As the successor of the highest Court this Division still maintains this principle in both civil as well as criminal jurisdiction.
49
Government of the People’s Republic of Bangladesh, represented by the Secretary, Ministry of Planning, Planning Division, Sher-E-Bangla Nagar, Dhaka and another
Vs
Sayed Mahabubul Karim
It is unambiguous from the phraseology of the rule 34 of the Bangladesh Service Rules (BSR) that when continuous absence from work exceeds five years, be the absence with or without leave; the service of a Government servant will come to an end. Yet, the Government and only the Government may make a diverse conclusion upon taking into consideration any special state of affairs.
Consequently, this mechanical ceasing of the service is subject to the ability of the Government to take a different decision in the light of out of the ordinary situation. True that in such situation, theoretically, the Government might make a different conclusion upon taking into consideration any special circumstances.

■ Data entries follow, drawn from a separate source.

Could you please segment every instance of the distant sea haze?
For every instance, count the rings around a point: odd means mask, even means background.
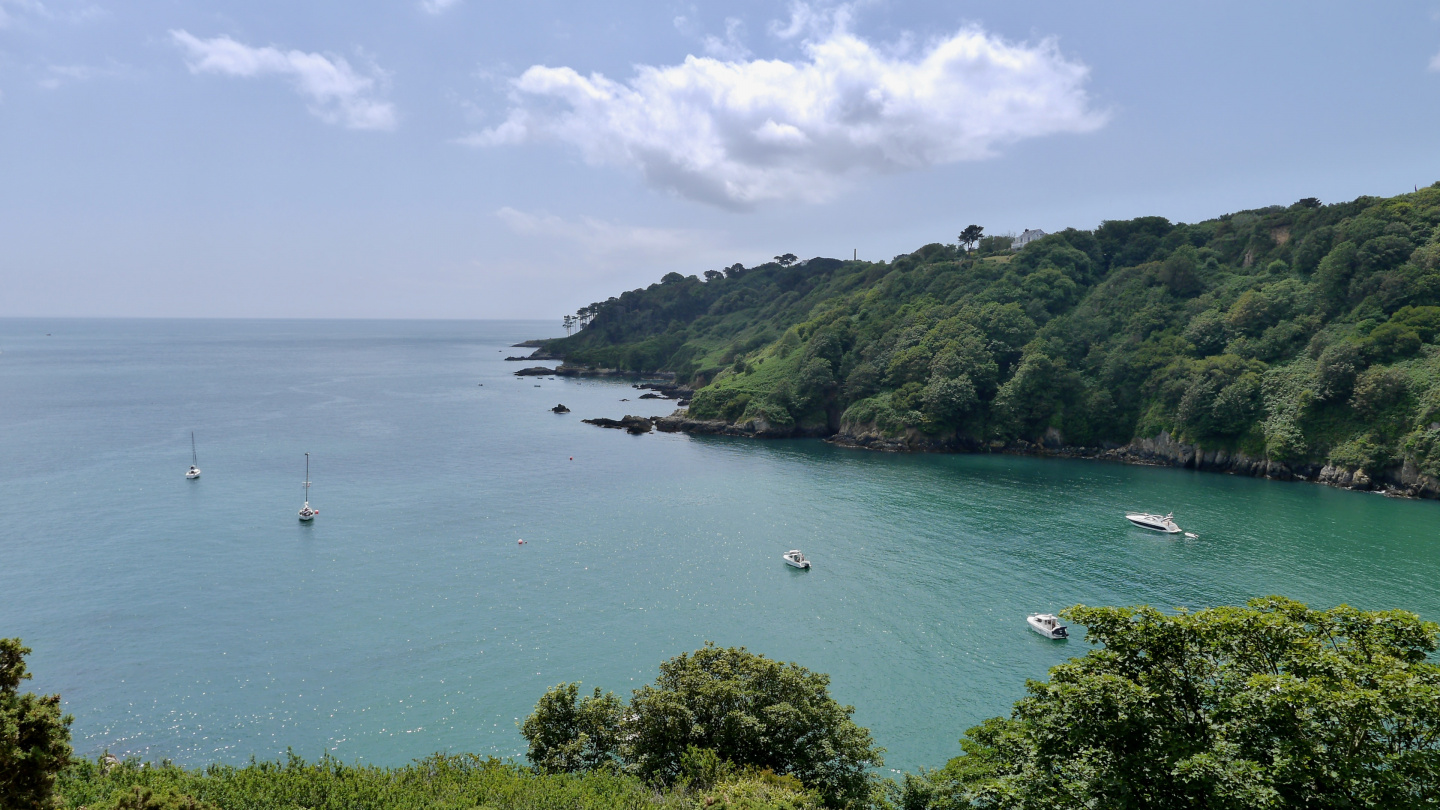
[[[518,756],[547,687],[628,694],[713,640],[830,673],[887,766],[913,770],[1085,649],[1028,613],[1280,593],[1440,618],[1434,503],[631,436],[580,420],[674,403],[513,376],[511,344],[556,332],[0,320],[0,635],[34,648],[29,686],[64,696],[77,750]],[[1137,509],[1198,538],[1134,528]]]

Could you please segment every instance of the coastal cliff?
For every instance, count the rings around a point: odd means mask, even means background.
[[[1380,492],[1396,497],[1440,499],[1440,479],[1420,472],[1410,461],[1374,471],[1333,464],[1287,463],[1251,456],[1238,450],[1207,450],[1197,444],[1175,441],[1165,432],[1153,438],[1136,439],[1122,446],[1085,447],[1065,444],[1059,432],[1054,430],[1048,431],[1038,442],[981,442],[954,434],[926,436],[915,430],[906,431],[898,437],[887,436],[877,430],[874,424],[846,423],[840,431],[827,433],[815,427],[777,427],[763,419],[732,423],[723,419],[697,419],[684,409],[669,416],[655,417],[651,423],[656,430],[663,433],[752,439],[816,438],[840,447],[890,453],[1007,453],[1097,459],[1123,464],[1183,467],[1280,481],[1310,481],[1341,489]]]
[[[665,420],[677,430],[1422,497],[1440,480],[1440,184],[1109,220],[1019,250],[786,254],[669,273],[579,316],[537,348],[568,368],[673,375],[694,391]]]

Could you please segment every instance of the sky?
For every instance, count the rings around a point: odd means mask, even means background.
[[[1440,2],[0,0],[0,317],[554,318],[1440,180]]]

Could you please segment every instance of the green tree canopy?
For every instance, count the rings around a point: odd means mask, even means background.
[[[618,759],[671,783],[696,751],[741,767],[793,776],[832,806],[863,802],[883,749],[830,697],[827,675],[744,647],[706,644],[660,665],[628,707],[613,695],[577,702],[578,685],[541,698],[522,727],[530,758],[546,770],[581,770]],[[693,768],[692,768],[693,770]]]
[[[1099,648],[1032,681],[919,805],[1420,808],[1440,796],[1440,627],[1280,597],[1167,615],[1075,607]]]
[[[0,807],[15,810],[55,806],[55,776],[70,762],[74,720],[61,716],[59,695],[20,693],[31,677],[29,654],[20,639],[0,638]]]
[[[580,684],[555,686],[535,704],[520,733],[530,743],[526,757],[547,773],[591,771],[619,764],[624,704],[613,693],[580,697]]]

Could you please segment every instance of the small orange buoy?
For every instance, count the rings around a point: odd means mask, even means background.
[[[575,457],[574,457],[574,456],[571,456],[571,457],[570,457],[570,460],[571,460],[571,461],[574,461],[574,460],[575,460]]]

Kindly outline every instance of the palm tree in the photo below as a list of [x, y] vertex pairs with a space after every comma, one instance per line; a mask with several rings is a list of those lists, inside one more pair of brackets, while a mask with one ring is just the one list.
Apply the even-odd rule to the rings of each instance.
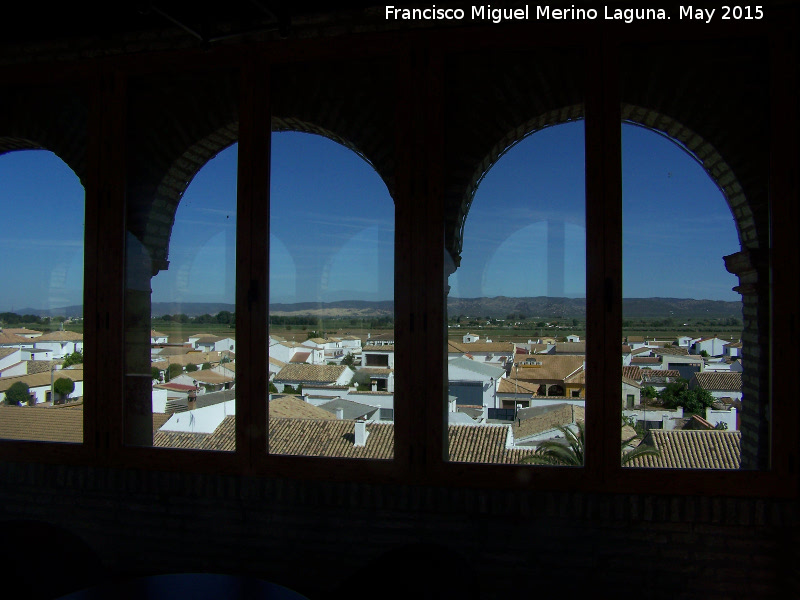
[[[545, 440], [541, 442], [531, 456], [523, 458], [523, 464], [534, 465], [560, 465], [566, 467], [582, 467], [584, 456], [584, 440], [586, 430], [583, 421], [576, 422], [578, 431], [573, 431], [570, 427], [559, 426], [558, 430], [564, 434], [566, 444], [559, 440]], [[627, 464], [639, 456], [661, 456], [661, 451], [654, 446], [640, 444], [631, 450], [625, 450], [630, 443], [636, 439], [641, 439], [641, 435], [622, 440], [622, 464]]]

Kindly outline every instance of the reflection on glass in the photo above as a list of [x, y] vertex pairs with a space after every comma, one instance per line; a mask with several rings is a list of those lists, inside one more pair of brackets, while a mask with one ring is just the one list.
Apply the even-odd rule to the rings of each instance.
[[83, 441], [84, 190], [55, 154], [0, 156], [0, 438]]
[[155, 446], [235, 449], [237, 151], [194, 177], [175, 213], [169, 268], [152, 278]]
[[126, 445], [235, 449], [238, 89], [224, 70], [128, 83]]
[[583, 121], [536, 132], [475, 194], [449, 269], [450, 460], [583, 465], [583, 148]]
[[634, 125], [622, 141], [623, 464], [738, 469], [742, 303], [723, 261], [736, 225], [677, 143]]
[[272, 138], [269, 450], [394, 455], [394, 203], [326, 138]]

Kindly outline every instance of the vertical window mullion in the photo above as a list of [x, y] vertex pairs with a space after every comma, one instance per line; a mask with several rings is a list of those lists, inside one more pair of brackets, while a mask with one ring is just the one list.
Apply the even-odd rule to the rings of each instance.
[[[794, 478], [797, 472], [797, 438], [793, 427], [776, 427], [779, 423], [797, 422], [796, 402], [775, 402], [790, 398], [794, 393], [791, 378], [775, 377], [776, 373], [793, 370], [790, 353], [779, 351], [797, 337], [798, 252], [796, 227], [798, 220], [798, 121], [796, 111], [797, 78], [786, 73], [797, 72], [796, 35], [791, 28], [795, 19], [789, 19], [771, 32], [770, 39], [770, 234], [771, 234], [771, 295], [772, 322], [770, 393], [771, 456], [772, 469], [783, 476]], [[777, 118], [776, 115], [780, 115]], [[780, 265], [775, 268], [776, 257]], [[777, 326], [776, 326], [777, 325]]]
[[126, 94], [121, 73], [97, 75], [86, 185], [86, 256], [93, 257], [86, 261], [84, 281], [84, 394], [117, 399], [103, 410], [97, 402], [84, 408], [84, 443], [96, 444], [100, 463], [118, 456], [123, 444]]
[[619, 468], [622, 332], [622, 147], [618, 49], [594, 38], [586, 55], [587, 476]]
[[244, 358], [236, 370], [236, 451], [263, 460], [267, 448], [267, 311], [269, 304], [269, 70], [250, 60], [241, 74], [236, 223], [236, 336]]

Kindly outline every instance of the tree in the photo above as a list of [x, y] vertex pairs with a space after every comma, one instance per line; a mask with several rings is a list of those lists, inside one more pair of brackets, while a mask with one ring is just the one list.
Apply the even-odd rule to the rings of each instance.
[[700, 350], [700, 356], [703, 358], [708, 358], [708, 351], [707, 350]]
[[342, 359], [342, 363], [341, 364], [343, 364], [346, 367], [350, 367], [351, 369], [355, 370], [356, 357], [353, 356], [352, 354], [348, 354], [347, 356], [345, 356]]
[[210, 369], [211, 369], [211, 363], [207, 363], [207, 362], [204, 362], [204, 363], [203, 363], [203, 366], [202, 366], [202, 367], [200, 367], [200, 370], [201, 370], [201, 371], [208, 371], [208, 370], [210, 370]]
[[22, 403], [27, 404], [30, 397], [31, 393], [28, 384], [21, 381], [12, 383], [6, 390], [6, 404], [10, 406], [19, 406]]
[[150, 368], [150, 376], [152, 379], [160, 380], [161, 379], [161, 369], [158, 367], [151, 367]]
[[685, 379], [668, 383], [658, 397], [664, 402], [666, 408], [682, 406], [686, 412], [694, 414], [703, 414], [706, 407], [711, 406], [714, 402], [711, 392], [702, 388], [690, 390]]
[[186, 365], [186, 372], [187, 373], [194, 373], [195, 371], [197, 371], [197, 365], [195, 365], [193, 363], [189, 363], [189, 364]]
[[656, 392], [656, 388], [654, 388], [652, 385], [644, 386], [642, 388], [642, 391], [641, 391], [640, 394], [642, 396], [644, 396], [645, 398], [650, 398], [651, 400], [653, 398], [655, 398], [656, 396], [658, 396], [658, 392]]
[[[623, 422], [623, 424], [625, 423]], [[582, 467], [586, 431], [583, 421], [577, 421], [576, 425], [577, 432], [570, 427], [560, 426], [558, 428], [564, 435], [566, 444], [558, 440], [545, 440], [539, 443], [532, 456], [525, 457], [520, 462], [535, 465]], [[636, 439], [641, 439], [641, 436], [637, 434], [622, 440], [620, 460], [623, 465], [639, 456], [661, 456], [661, 451], [654, 446], [639, 444], [632, 450], [628, 449], [631, 442]]]
[[53, 382], [53, 391], [66, 399], [72, 392], [75, 391], [75, 382], [69, 377], [59, 377]]
[[73, 352], [72, 354], [68, 354], [64, 361], [61, 363], [61, 366], [66, 369], [67, 367], [71, 367], [72, 365], [82, 365], [83, 364], [83, 353], [82, 352]]
[[350, 383], [355, 384], [356, 386], [360, 387], [371, 387], [372, 380], [369, 377], [369, 373], [367, 371], [356, 371], [356, 374], [353, 376], [353, 379]]
[[178, 375], [183, 374], [183, 367], [181, 365], [170, 365], [167, 369], [167, 379], [175, 379]]

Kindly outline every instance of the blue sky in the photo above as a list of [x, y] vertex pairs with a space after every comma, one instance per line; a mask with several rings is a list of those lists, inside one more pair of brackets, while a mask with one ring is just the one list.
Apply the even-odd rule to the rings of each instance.
[[[194, 178], [153, 301], [234, 302], [237, 146]], [[585, 295], [583, 122], [511, 148], [481, 183], [451, 295]], [[0, 156], [0, 311], [81, 303], [83, 188], [44, 151]], [[721, 192], [674, 143], [623, 126], [626, 297], [738, 300]], [[319, 136], [273, 136], [271, 302], [393, 295], [394, 204], [362, 158]]]

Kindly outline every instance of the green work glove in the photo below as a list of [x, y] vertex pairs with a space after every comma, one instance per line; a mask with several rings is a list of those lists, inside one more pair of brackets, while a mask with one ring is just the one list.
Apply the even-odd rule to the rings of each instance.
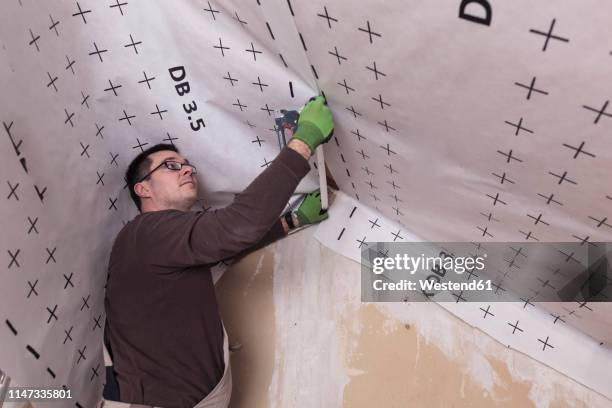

The Administrative Appellate Tribunal miserably failed to notice that in the instant case there found no application of the said “special circumstances of the case” by the Government. Rather the then Director General applied the said “special circumstances of the case’ concerning the unauthorized leave of absence of the respondent for 07 years and 07 months and 24 days from his work. As the Director General was not empowered to act under rule 34, his alleged application of the said “special circumstances of the case’ was not only without lawful authority but also void ab intio. What is void ab initio, that cannot be validated later in any way.
Doctrine of estoppels, waiver and acquiescence is not applicable against statutory provisions.
50
Md. Anwar Sheikh
vs
The State
Though there is no uncertainty that the appellant has committed a repulsive crime, even so for this we believe that internment for life will serve as sufficient punishment and penitence for his actions. We believe that there is hope for reformation, rehabilitation.
Hence, we are inclined to impose imprisonment for life instead of capital punishment.